To learn true solidarity from this current global threat is to grow together from it. To build stronger bonds between each other as individuals, communities, and nations who share a common space. To practice a false solidarity of convenience is to learn to see each other as tools or contrivances that enable us to solve an immediate problem without changing ourselves in the process.
Building true solidarity rests, in my view, on three essential steps.
Recognize that the vulnerability we feel highlights that all of us are interconnected; that none of us is a solitary individual
Could “others” with whom we disagree be experiencing the same fears and worries, but expressing them differently? What connects us vs. what divides us?
Recognize that it is through acceptance and appreciation of our vulnerabilities that we come to see the uniqueness and beauty of ourselves and our neighbors
If none of us has all the answers, share similar struggles, and experience the same doubts and fears, can we perceive the unique vulnerabilities we each express as endless variations on the common human vulnerabilities we all share?

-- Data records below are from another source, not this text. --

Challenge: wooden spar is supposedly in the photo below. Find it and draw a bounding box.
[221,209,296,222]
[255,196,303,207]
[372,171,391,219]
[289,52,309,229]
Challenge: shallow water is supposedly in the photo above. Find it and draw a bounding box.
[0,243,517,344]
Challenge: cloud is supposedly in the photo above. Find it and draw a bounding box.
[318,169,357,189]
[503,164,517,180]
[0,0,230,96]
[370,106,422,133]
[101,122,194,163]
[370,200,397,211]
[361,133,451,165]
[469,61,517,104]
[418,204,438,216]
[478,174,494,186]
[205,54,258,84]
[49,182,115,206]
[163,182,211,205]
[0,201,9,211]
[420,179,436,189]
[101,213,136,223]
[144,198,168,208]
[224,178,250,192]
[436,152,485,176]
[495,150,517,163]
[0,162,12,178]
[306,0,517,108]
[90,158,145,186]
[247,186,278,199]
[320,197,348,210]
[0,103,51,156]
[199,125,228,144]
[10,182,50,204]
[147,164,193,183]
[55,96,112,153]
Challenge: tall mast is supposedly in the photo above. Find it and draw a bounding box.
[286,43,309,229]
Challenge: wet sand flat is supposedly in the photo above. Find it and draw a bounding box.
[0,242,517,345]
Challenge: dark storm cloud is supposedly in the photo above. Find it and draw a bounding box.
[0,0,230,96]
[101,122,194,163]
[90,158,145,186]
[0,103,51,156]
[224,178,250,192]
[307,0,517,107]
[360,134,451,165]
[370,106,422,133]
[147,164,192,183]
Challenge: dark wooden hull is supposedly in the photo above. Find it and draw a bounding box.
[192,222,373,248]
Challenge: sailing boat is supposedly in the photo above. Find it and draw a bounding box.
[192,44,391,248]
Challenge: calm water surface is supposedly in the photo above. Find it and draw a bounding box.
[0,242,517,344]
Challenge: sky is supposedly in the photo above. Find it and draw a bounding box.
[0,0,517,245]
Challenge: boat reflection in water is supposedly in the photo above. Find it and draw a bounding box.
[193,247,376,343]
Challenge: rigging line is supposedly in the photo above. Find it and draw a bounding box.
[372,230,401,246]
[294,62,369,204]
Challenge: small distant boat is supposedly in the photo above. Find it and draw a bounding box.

In seeing the uniqueness of each of us, practice expressing kindness and appreciation of that uniqueness, as each of us in our diversity and difference can be seen as occupying a special niche in the interconnected network of life we all share
If we all walk different paths in life but seek similar ends - connection, love, and joy - wouldn’t it make a positive difference to the other and to ourselves if we gently, sincerely, and kindly expressed our appreciation for the uniqueness of each person we encounter?
Which form of solidarity shall we seek?